From that apartment, and then moving into a three bedroom apartment shortly before the birth of her first child, then upgrading to a three bedroom trailer, and then a large two bedroom duplex – she obtains mountains of furniture, clothes, towels, blankets, TVs, computers, other music/electronic equipment, beds, etc, etc, etc.

But, after two extended stays in county lockup, she loses EVERYTHING. Even after cycling through five vehicles – she has not even a car to show for all the money from settlements, various jobs, and family aid. She now has barely a carload of personal items including 1.) A single plastic tub containing anything of sentimental value and anything deemed necessity. 2.) One average and one small laundry basket of clothes. 3.) One suitcase for toting shoes and bras. 4.) One walmart bag for toiletries.

So, think about that. Look around your house and consider for a moment all the things that you value the most. Imagine if all you had the ability to keep with you had to be contained in just a tub, two laundry baskets, a suitcase, and perhaps just a few small bags. This was one of the biggest hurdles for me.

You work and sweat and bleed and puke for this shit that you obtain in life. Even if that work is on an emotional/mental level. Maybe you don’t have a job, or maybe your family helped you get these things, maybe you suffered physical trauma and got a monetary settlement like I did – it makes no difference. This “stuff” you’ve acquired over the years is valuable in that everything you own contains memories. Everything you own becomes a reflection of you, and your personality. Having these things gives the impression that you have had at least a moderate amount of success in life. Not having these things gives the impression that you’ve made a series of very bad choices.

Nevertheless, I am happy and grateful for what I have. I have learned that I need nothing on that level to reflect or say anything about who I am as a human being. I am happy for the fact that this takes away the filter you would formerly look through to see “who I am.” Now, you have to look at my actions and my words. And if you don’t – well, I don’t really care for your kind anyway if you can’t see beyond the material.
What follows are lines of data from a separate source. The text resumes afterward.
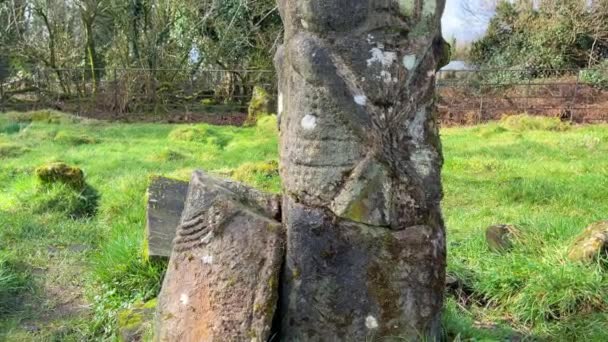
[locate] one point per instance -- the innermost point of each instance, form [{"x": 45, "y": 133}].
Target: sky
[{"x": 457, "y": 23}]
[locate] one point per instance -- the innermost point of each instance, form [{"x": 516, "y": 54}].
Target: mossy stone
[
  {"x": 61, "y": 173},
  {"x": 591, "y": 243},
  {"x": 136, "y": 322},
  {"x": 500, "y": 237}
]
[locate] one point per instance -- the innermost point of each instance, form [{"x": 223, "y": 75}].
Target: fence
[
  {"x": 463, "y": 97},
  {"x": 473, "y": 96},
  {"x": 120, "y": 93}
]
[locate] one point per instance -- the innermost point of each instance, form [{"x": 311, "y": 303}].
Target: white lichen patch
[
  {"x": 423, "y": 160},
  {"x": 409, "y": 61},
  {"x": 387, "y": 77},
  {"x": 384, "y": 58},
  {"x": 406, "y": 7},
  {"x": 183, "y": 298},
  {"x": 361, "y": 100},
  {"x": 280, "y": 104},
  {"x": 429, "y": 8},
  {"x": 415, "y": 128},
  {"x": 207, "y": 238},
  {"x": 371, "y": 322},
  {"x": 309, "y": 122},
  {"x": 207, "y": 259}
]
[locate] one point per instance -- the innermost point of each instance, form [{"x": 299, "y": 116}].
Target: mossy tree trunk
[{"x": 360, "y": 162}]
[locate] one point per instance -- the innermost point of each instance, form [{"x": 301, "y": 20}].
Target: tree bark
[{"x": 360, "y": 163}]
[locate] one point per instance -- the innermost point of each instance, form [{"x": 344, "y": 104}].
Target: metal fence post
[
  {"x": 38, "y": 87},
  {"x": 115, "y": 106},
  {"x": 2, "y": 108},
  {"x": 574, "y": 96}
]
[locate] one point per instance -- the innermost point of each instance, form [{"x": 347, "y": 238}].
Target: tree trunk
[{"x": 360, "y": 162}]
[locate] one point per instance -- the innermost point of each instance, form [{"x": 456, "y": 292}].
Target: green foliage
[
  {"x": 11, "y": 150},
  {"x": 597, "y": 77},
  {"x": 259, "y": 104},
  {"x": 262, "y": 175},
  {"x": 74, "y": 140},
  {"x": 205, "y": 134},
  {"x": 13, "y": 281},
  {"x": 64, "y": 199},
  {"x": 41, "y": 116},
  {"x": 550, "y": 36},
  {"x": 548, "y": 182},
  {"x": 59, "y": 172}
]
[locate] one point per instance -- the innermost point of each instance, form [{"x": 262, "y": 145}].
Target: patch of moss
[
  {"x": 169, "y": 155},
  {"x": 70, "y": 139},
  {"x": 61, "y": 198},
  {"x": 136, "y": 322},
  {"x": 10, "y": 127},
  {"x": 61, "y": 173},
  {"x": 264, "y": 175},
  {"x": 11, "y": 151},
  {"x": 200, "y": 133},
  {"x": 267, "y": 124}
]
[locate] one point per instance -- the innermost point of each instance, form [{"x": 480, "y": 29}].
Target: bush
[
  {"x": 597, "y": 77},
  {"x": 43, "y": 116}
]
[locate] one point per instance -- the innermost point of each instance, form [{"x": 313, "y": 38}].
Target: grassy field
[{"x": 65, "y": 276}]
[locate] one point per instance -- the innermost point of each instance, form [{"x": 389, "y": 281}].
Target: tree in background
[
  {"x": 546, "y": 34},
  {"x": 91, "y": 35}
]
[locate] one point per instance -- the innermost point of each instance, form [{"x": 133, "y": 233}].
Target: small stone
[
  {"x": 61, "y": 173},
  {"x": 591, "y": 243},
  {"x": 500, "y": 237},
  {"x": 135, "y": 324},
  {"x": 244, "y": 253}
]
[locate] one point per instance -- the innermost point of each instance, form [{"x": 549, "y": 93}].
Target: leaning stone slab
[
  {"x": 222, "y": 279},
  {"x": 166, "y": 199}
]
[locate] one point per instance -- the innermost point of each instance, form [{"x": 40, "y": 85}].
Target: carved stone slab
[
  {"x": 223, "y": 275},
  {"x": 166, "y": 199}
]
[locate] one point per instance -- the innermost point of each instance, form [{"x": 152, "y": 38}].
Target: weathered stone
[
  {"x": 260, "y": 104},
  {"x": 166, "y": 199},
  {"x": 592, "y": 243},
  {"x": 223, "y": 275},
  {"x": 61, "y": 173},
  {"x": 349, "y": 281},
  {"x": 360, "y": 166},
  {"x": 500, "y": 237},
  {"x": 135, "y": 324}
]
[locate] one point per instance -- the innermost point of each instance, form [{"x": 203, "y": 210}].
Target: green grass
[{"x": 547, "y": 178}]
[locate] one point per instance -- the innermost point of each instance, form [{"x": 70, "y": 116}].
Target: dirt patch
[
  {"x": 59, "y": 291},
  {"x": 468, "y": 105}
]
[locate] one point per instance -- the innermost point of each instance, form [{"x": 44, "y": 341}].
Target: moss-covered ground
[{"x": 66, "y": 277}]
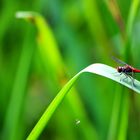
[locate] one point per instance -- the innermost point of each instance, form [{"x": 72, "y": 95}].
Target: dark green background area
[{"x": 86, "y": 32}]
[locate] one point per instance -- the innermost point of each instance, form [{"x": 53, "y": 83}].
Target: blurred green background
[{"x": 38, "y": 56}]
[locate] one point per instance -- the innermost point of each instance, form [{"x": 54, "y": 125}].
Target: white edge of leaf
[{"x": 111, "y": 73}]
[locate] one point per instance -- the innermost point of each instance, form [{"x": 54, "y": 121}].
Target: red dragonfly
[{"x": 127, "y": 70}]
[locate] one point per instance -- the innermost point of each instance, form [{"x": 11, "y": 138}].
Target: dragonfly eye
[{"x": 119, "y": 69}]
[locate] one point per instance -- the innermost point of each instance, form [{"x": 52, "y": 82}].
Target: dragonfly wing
[{"x": 119, "y": 61}]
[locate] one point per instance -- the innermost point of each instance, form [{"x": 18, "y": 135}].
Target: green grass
[{"x": 38, "y": 57}]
The love I carry with me is my most valuable asset. I hope the love I am given is something that I can pay forward, always. The compassion and humanity I am shown on a daily basis is what I wish to reflect onto others. My life is not cluttered with inanimate objects and what-nots. It’s filled with the love and gratitude I feel for you and yours and the love and gratitude I have the privilege of witnessing in others. I love this lesson most of all.